8. Governing Law and Dispute Resolution
Governing Law. This Agreement and any disputes arising out of or relating to it shall be governed by and construed in accordance with the laws of the State of Delaware, without regard to its conflict-of-laws provisions.
Dispute Resolution. Any dispute, claim, or controversy arising out of or relating to this Agreement shall be submitted to binding arbitration under the rules of a recognized arbitration association (e.g., the American Arbitration Association), to be held in Wilmington, Delaware, in the English language. Judgment on any award rendered by the arbitrator(s) may be entered in any court having jurisdiction.
Equitable Relief. Notwithstanding the foregoing, either Party may seek interim or injunctive relief in any court of competent jurisdiction to protect intellectual property rights or confidential information.
9. Effective Date, Execution, and Mechanism of Acceptance
Effective Date. This Agreement becomes effective on the date specified above.

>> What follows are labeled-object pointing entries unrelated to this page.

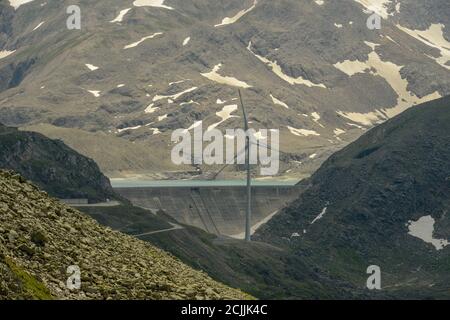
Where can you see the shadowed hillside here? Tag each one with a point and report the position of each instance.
(382, 200)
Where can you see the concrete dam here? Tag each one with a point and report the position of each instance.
(217, 207)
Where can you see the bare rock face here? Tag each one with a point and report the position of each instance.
(319, 58)
(41, 238)
(366, 203)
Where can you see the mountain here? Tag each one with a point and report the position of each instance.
(263, 270)
(383, 200)
(53, 166)
(41, 238)
(138, 70)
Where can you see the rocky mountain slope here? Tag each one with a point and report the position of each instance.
(137, 70)
(53, 166)
(40, 238)
(383, 200)
(265, 271)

On-Chain or Governance Acceptance. Morpho DAO represents and warrants that this Agreement has been presented as part of a governance proposal. Upon approval by the requisite vote of Morpho token holders, the Agreement shall be deemed executed and binding on Morpho DAO.
Signatories. If Morpho DAO designates any representative or multi-sig authorized to sign off-chain on its behalf, such representative’s signature (electronic or otherwise) shall be valid and enforceable.
10. Miscellaneous
Entire Agreement. This Agreement constitutes the entire understanding between the Parties with respect to its subject matter and supersedes all prior agreements or understandings.

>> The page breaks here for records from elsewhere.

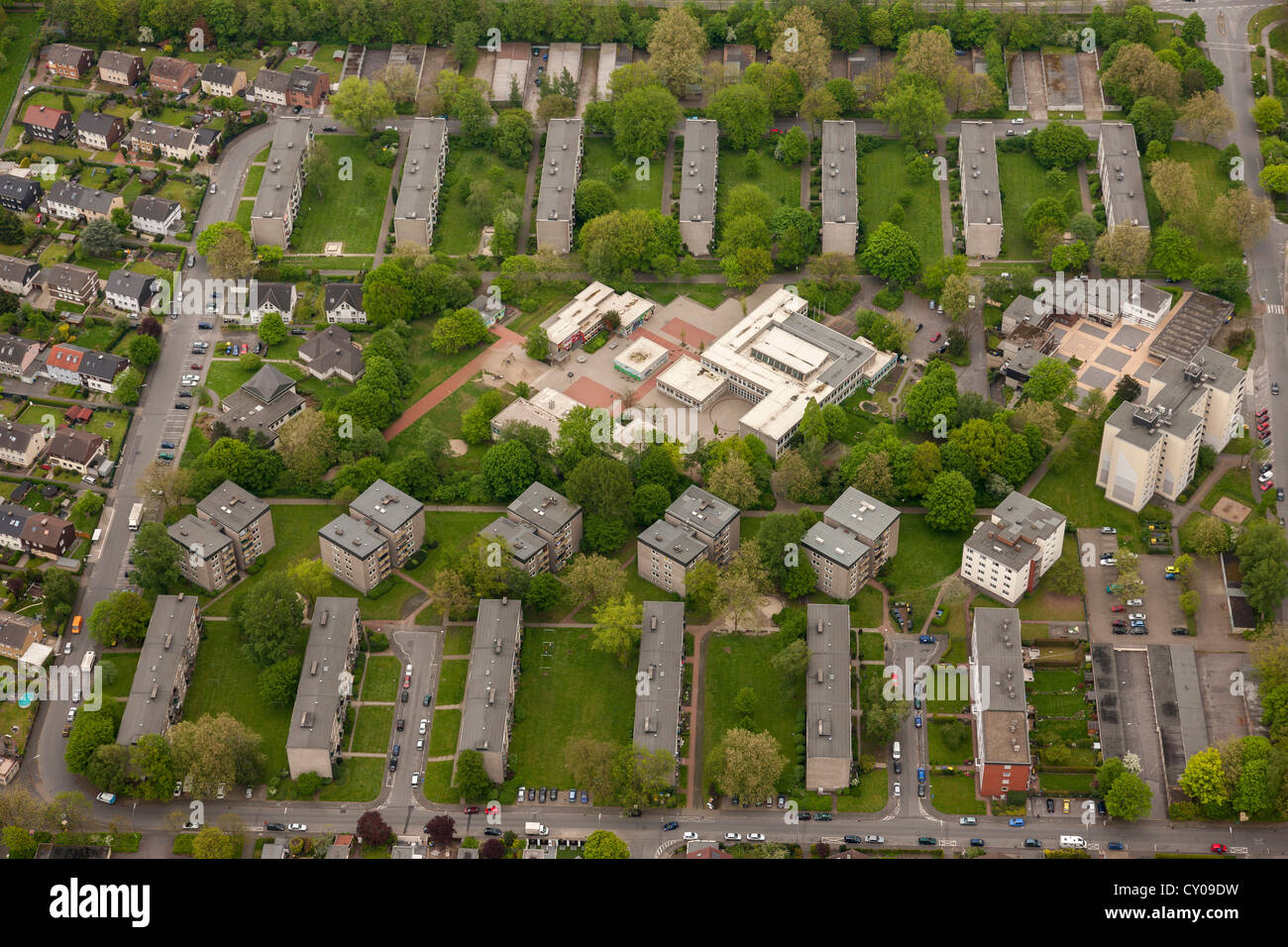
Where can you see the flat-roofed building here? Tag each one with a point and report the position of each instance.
(982, 195)
(666, 553)
(278, 198)
(828, 751)
(553, 517)
(488, 706)
(395, 515)
(243, 517)
(1121, 183)
(416, 209)
(163, 671)
(715, 522)
(326, 686)
(1153, 447)
(698, 172)
(840, 188)
(999, 706)
(356, 553)
(1010, 552)
(661, 673)
(561, 170)
(209, 557)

Severability. If any provision of this Agreement is found unenforceable by a court or arbitrator, the remainder of the Agreement shall remain in full force and effect.
No Third-Party Beneficiaries. This Agreement does not create any rights in favor of any third parties.
Independent Contractors. The Parties are independent contractors; nothing in this Agreement shall be construed to create a joint venture, partnership, or any form of fiduciary relationship.
Amendment. Any amendment or modification to this Agreement shall be valid only if adopted by the Morpho DAO through its governance process and agreed to by Ojo Technologies in writing.